Balayer tous les aspects de cette œuvre serait impossible, elle aborde trop de thèmes – et plutôt bien ! En résumé, c’est l’histoire d’un jeune homme qui cherche sa place, en traversant d’autres vies. Le personnage de Rei est réaliste : il évolue dans des sphères diverses – famille(s), lycée, atelier de de shōgi, appartement – qui, sans être forcément connectées par autre chose que Rei, le constituent en tant que personne. En cela, Sangatsu no lion est profondément initiatique. Au fur et à mesure qu’il s’ouvre aux autres, Rei apprend. Il apprend, y compris de personnes plus jeunes que lui, et, en mûrissant, se libère de son égocentrisme torturé. Cette éclosion n’est pas sans douleurs, sans vexations. Mais elle se fait aussi au rythme des moments agréables qui composent le quotidien, comme les repas chez les Kawamoto, ou les disputes avec Nikaidō (la scène du canard qui disparaît sous l’eau est un pur moment d’amitié). Même avec son talent exceptionnel, Rei a la chance d’être ordinaire. Il n’est pas comme Soya, le meijin, qui apparaît comme l’incarnation éthérée du talent. Soya est ce que Rei aurait pu devenir s’il n’avait pas, finalement, connu les plaisirs de la vie banale.

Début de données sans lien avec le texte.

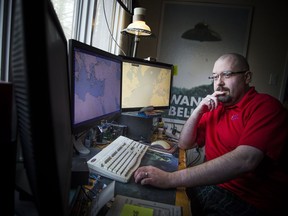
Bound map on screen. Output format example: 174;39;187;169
122;62;172;109
74;50;121;124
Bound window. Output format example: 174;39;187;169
52;0;132;55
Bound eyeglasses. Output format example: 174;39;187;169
208;70;248;81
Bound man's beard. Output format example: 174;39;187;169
217;95;232;103
216;87;232;103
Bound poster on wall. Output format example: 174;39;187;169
157;1;252;127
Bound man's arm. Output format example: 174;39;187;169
168;145;264;187
134;145;264;188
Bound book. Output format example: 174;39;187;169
106;195;182;216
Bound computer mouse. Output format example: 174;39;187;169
151;140;171;150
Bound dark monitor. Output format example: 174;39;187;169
69;39;122;136
10;0;73;215
122;57;173;112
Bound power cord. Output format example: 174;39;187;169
102;0;126;56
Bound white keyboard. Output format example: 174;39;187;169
87;136;148;183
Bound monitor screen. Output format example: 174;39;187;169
8;0;73;215
122;57;173;111
69;39;122;135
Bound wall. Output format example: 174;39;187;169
137;0;288;101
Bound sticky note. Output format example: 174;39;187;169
120;204;153;216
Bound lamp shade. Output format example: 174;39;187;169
122;8;152;36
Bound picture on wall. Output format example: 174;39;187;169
157;1;253;124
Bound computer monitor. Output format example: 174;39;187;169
69;39;122;136
10;0;73;215
122;56;173;112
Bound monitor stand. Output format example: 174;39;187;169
72;135;90;154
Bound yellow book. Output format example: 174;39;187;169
120;204;153;216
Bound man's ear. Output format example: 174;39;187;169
245;71;252;84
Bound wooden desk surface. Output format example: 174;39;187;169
175;149;192;216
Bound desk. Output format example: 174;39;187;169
72;140;191;216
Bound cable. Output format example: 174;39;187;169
102;0;126;56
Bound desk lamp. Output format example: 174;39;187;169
121;7;152;57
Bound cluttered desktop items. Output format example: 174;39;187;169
11;0;73;215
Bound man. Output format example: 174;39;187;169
134;53;288;216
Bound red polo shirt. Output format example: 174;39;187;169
197;87;288;212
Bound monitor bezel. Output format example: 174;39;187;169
121;55;174;112
10;0;73;215
69;39;122;136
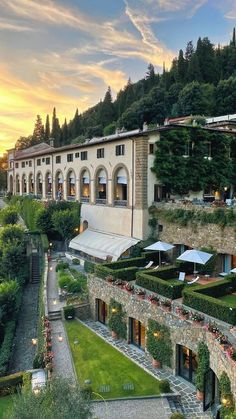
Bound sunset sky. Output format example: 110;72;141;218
0;0;236;153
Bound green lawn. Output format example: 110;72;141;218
0;396;12;419
218;294;236;307
66;320;160;399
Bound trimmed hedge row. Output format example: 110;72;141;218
0;320;16;377
0;372;24;396
183;279;236;326
94;264;139;281
136;268;184;300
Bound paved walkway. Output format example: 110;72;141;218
83;320;212;419
93;397;171;419
48;259;76;383
9;283;39;373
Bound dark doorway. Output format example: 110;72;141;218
97;299;108;324
130;318;146;350
177;345;197;383
203;370;220;412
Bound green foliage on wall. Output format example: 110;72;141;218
108;299;127;339
147;319;173;367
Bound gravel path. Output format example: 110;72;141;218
9;283;39;373
93;398;171;419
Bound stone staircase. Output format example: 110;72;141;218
48;310;62;321
31;254;40;284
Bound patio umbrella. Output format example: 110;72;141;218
144;241;175;265
177;249;213;273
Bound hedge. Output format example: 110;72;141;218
84;260;95;273
0;372;24;396
136;267;185;300
0;320;16;377
183;279;236;326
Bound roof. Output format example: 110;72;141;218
69;229;139;261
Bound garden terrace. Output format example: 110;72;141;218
183;275;236;326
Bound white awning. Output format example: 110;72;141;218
69;229;139;261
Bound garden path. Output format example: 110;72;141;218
9;283;39;373
47;255;76;383
82;320;212;419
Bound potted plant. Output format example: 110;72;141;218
161;300;171;311
148;294;160;305
135;288;146;299
191;313;204;324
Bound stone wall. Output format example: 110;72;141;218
88;275;236;394
158;212;236;255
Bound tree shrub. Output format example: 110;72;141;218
63;305;75;320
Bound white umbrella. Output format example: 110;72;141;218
144;241;175;265
177;249;213;272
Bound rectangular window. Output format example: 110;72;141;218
149;144;154;154
97;148;104;159
67;153;73;163
116;144;125;156
80;151;88;160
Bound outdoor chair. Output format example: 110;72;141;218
187;276;200;285
178;272;186;281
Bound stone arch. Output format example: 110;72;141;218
36;172;43;197
66;168;76;200
94;166;108;204
45;170;52;198
8;175;13;194
55;170;64;200
16;174;20;194
79;166;91;202
112;164;129;206
28;172;34;195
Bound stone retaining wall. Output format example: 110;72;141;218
88;275;236;394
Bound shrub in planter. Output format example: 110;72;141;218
170;412;185;419
159;380;171;393
64;305;75;320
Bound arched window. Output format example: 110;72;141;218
55;172;64;200
36;173;43;197
80;170;90;202
96;169;107;204
22;175;27;194
67;170;75;200
8;175;13;194
45;172;52;198
16;175;20;194
29;173;34;194
113;167;128;207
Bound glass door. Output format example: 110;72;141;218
97;299;108;324
130;318;146;350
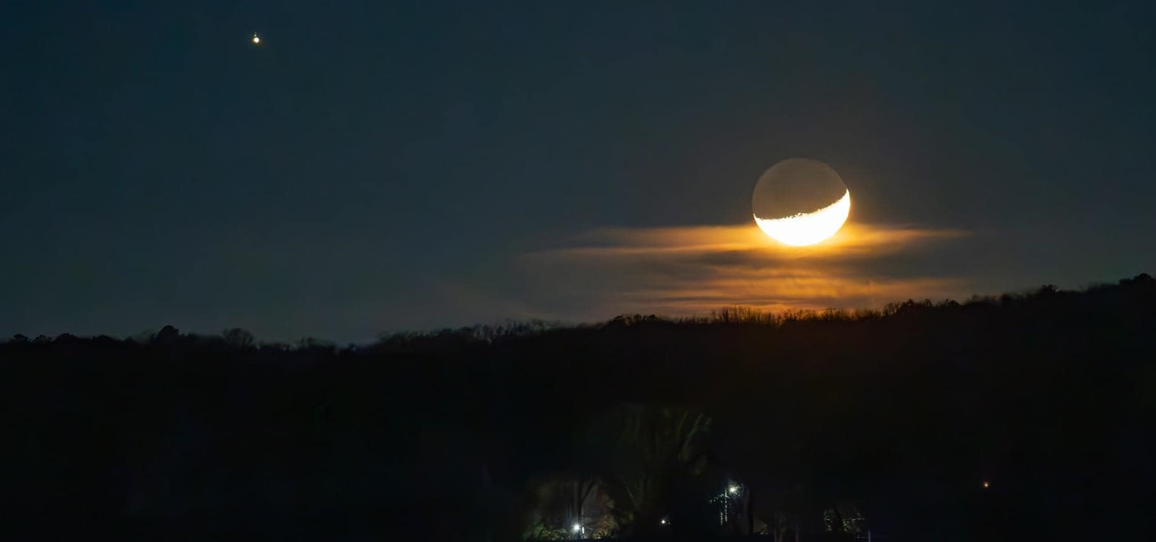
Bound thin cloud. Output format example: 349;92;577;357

Impossible de conclure cette revue sans évoquer le beau travail de réalisation d’Akiyuki Shinbo, avec le studio Shaft. Le mariage de sa grammaire audiovisuelle (moins extrême, bien-sûr, que dans les Monogatari) avec les graphismes de Chica Umino (Higashi no Eden, Honey and Clover) est assez surprenant. La forme étrange, parfois inquiétante, des mouvements et la texture sensorielle donnée indistinctement aux substances ou aux émotions tranchent avec la rondeur et l’expressivité naturelle des personnages d’Umino. Mais le résultat est totalement satisfaisant, et Shinbo arrive à nous tenir en haleine devant des match de shōgi !
Cette série est un vrai bijou, je la recommande à tous les amateurs de tranche de vie qui seraient, par mégarde, passés à côté.